The auto industry could lead an economic recovery in the United States, according to a recent survey by audit, tax and advisory firm KPMG. Auto executives plan to do more hiring and more capital spending than executives in any other sector in the next year, according to the survey. Sixty-two percent of auto executives said they expect to hire people in the coming year, compared with an average of only 52 percent of executives across all sectors. Similarly, 71 percent of autos executives said they expect to increase their capital spending in the coming year compared with an average of 59 percent of all executives. Two years after the end of the U.S. recession, unemployment remains above 9 percent, U.S. consumer confidence hit a near two and a half-year low earlier this month and the U.S. government reached a last-minute deal late Sunday to avoid a U.S. debt crisis. All this has raised questions about the speed and strength of a U.S. recovery. The U.S. auto industry was hit hard during the financial crisis, which saw both General Motors Co (GM.N) and Chrysler seek bankruptcy protection and government bailouts. It was hit again in March when an earthquake, tsunami and nuclear crisis in Japan disrupted the supply chain. While the sector is improving -- U.S. July auto sales are expected to hit an annual rate of around 12 million vehicles, an improvement over May and June -- that figure still lags the 17 million-plus number sold in 2000. A full recovery could take years, but the next 12 months could see an improvement, according to the survey. Seventy-two percent of the autos executives surveyed said they expect their revenue to increase in the coming year.
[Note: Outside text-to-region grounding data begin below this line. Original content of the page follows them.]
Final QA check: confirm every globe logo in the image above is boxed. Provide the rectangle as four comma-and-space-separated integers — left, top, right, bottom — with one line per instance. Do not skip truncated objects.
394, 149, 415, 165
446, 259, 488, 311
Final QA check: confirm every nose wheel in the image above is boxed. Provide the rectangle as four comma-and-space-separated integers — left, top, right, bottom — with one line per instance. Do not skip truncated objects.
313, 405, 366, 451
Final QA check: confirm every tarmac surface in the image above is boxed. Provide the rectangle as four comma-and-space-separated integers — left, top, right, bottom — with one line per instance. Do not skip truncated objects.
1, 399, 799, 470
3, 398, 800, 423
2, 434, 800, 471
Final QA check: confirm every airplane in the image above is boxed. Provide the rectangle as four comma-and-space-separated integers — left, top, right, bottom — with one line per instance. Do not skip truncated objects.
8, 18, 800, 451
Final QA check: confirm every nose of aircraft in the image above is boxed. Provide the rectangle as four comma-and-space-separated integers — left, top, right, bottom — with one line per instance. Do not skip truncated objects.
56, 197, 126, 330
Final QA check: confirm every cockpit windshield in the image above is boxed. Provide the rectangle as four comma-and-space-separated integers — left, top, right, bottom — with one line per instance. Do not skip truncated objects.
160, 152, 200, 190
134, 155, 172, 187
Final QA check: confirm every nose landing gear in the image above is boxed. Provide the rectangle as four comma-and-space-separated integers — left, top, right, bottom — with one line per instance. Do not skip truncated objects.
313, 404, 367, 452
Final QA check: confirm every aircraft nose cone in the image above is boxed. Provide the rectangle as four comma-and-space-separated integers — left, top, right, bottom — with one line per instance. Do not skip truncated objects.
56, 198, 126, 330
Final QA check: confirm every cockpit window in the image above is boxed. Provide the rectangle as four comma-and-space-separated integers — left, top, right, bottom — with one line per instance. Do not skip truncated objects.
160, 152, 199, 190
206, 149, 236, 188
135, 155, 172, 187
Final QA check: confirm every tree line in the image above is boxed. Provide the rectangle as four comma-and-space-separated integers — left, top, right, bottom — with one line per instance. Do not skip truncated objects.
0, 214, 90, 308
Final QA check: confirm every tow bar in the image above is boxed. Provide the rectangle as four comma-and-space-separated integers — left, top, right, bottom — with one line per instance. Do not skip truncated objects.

North America is still seen as the most important market, but more revenue is expected to come from other markets including China and South America. New models and products, acquisitions and joint ventures are also expected to add to revenue. Fifty-five percent of those surveyed expect to make an acquisition in the coming year; 5 percent expect to sell. Access to new markets, technologies and products is expected to drive the M&A activity. The auto sector survey, which included the responses of 100 autos executives, was conducted in June. KPMG is releasing the results of its other sector surveys separately.